The romance in this story isn’t entirely relegated to Oscar’s long-since-passed affair with an early human (technically a homo heidelbergensis). Even though Radhi and Oscar decided in the first book that they were not going to pursue a romantic relationship, there’s still a sense of connection between them. For being virtually identical physically, they often give one another appreciative glances. Oscar wouldn’t mind being in love with Radhi and maybe he never stopped. But Radhi has a hard time accepting the truth about Oscar and they agree to try just being friends. That sets the tone for the majority of their interactions. By the end of the book, Radhi has a change of heart, but it wasn’t really clear to me why or how. And given the cliffhanger nature of the ending, there wasn’t any time for them to explore this connection.
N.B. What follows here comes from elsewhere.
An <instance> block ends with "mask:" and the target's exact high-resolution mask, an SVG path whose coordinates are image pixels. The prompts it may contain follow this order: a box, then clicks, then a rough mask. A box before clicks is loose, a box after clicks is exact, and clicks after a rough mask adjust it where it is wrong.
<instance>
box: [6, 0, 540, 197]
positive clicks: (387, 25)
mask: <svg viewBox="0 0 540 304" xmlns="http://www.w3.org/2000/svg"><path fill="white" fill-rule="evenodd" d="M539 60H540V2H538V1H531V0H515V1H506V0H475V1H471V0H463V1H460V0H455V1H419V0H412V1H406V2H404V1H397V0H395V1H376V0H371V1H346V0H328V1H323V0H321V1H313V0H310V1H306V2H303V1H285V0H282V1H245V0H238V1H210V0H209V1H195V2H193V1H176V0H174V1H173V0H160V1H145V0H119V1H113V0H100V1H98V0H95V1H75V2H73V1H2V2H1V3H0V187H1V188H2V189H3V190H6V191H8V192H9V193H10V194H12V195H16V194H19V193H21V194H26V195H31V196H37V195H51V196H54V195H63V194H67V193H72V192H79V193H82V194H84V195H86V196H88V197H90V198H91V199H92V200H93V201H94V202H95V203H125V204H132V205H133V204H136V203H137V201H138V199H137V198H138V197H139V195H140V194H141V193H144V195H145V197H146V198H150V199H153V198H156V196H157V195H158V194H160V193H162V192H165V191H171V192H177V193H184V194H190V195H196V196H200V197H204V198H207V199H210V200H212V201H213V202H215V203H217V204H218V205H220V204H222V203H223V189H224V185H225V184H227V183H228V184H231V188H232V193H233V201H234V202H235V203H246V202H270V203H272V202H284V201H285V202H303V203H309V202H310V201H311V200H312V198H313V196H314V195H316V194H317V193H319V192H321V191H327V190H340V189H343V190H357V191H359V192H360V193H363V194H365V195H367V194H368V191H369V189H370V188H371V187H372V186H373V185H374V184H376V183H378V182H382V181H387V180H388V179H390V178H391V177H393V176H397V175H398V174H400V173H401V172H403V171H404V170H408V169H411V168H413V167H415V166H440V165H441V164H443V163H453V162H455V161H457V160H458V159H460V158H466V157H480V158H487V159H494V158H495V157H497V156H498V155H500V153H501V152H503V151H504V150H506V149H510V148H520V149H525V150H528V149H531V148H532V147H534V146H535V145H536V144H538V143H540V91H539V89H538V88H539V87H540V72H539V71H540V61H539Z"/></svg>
For me, Oscar and Radhi didn’t make for very strong main characters. Radhi comes off as pretty ignorant and insensitive. Even though Radhi’s put the kibosh on anything romantic or sexual with Oscar, he’s determined to be a friend. His way of showing friendship is by absconding on the family boat to Lake Mead and trying to stop Oscar from turning himself into the authorities. (Personally, my own estimation of Radhi has me at least partially convinced this isn’t due to any altruisticness on Radhi’s part, but his own desire to not get into any trouble.) Mostly, Radhi spends a lot of energy nagging Oscar to hurry up and share his story about falling in love with a so-called mainlander. Radhi is also preoccupied with fear of being arrested for punching out the nurse who was keeping Oscar under involuntary house arrest. For his part, Oscar just seems to be content existing, convincing himself it’s time to turn himself in to the authorities. He writes on his computer, and he cooks and cleans at Lake Mead to show appreciation for Radhi’s attempt to protect them from arrest. The Oscar of the past wasn’t very compelling, either. Though he finds a lover in one of the non-cannibalistic mainlanders, that thread feels very limited and does more to show that Oscar has had the same insensitive and ignorant thoughts about his mainlander lover that Radhi has had about Oscar himself.

Overall, I simply didn’t find the sequel to be nearly as engaging as the first book. Radhi as a narrator was exasperating and Oscar was ineffectual. The disconnect between the timeline from the past and the one from the future was substantial. For me, neither this venture into Oscar’s past nor the flight to Lake Mead in the present really helped develop the characters or the plot. Radhi’s insistence that he and Oscar are and can only be friends gets upended when he does a complete 180, but that happens so quickly and the book ends so suddenly that it was cold comfort. Perhaps a future book will add nuance to these events, but as-is, I thought His Boyfriend the Caveman wasn’t a strong continuation of this story.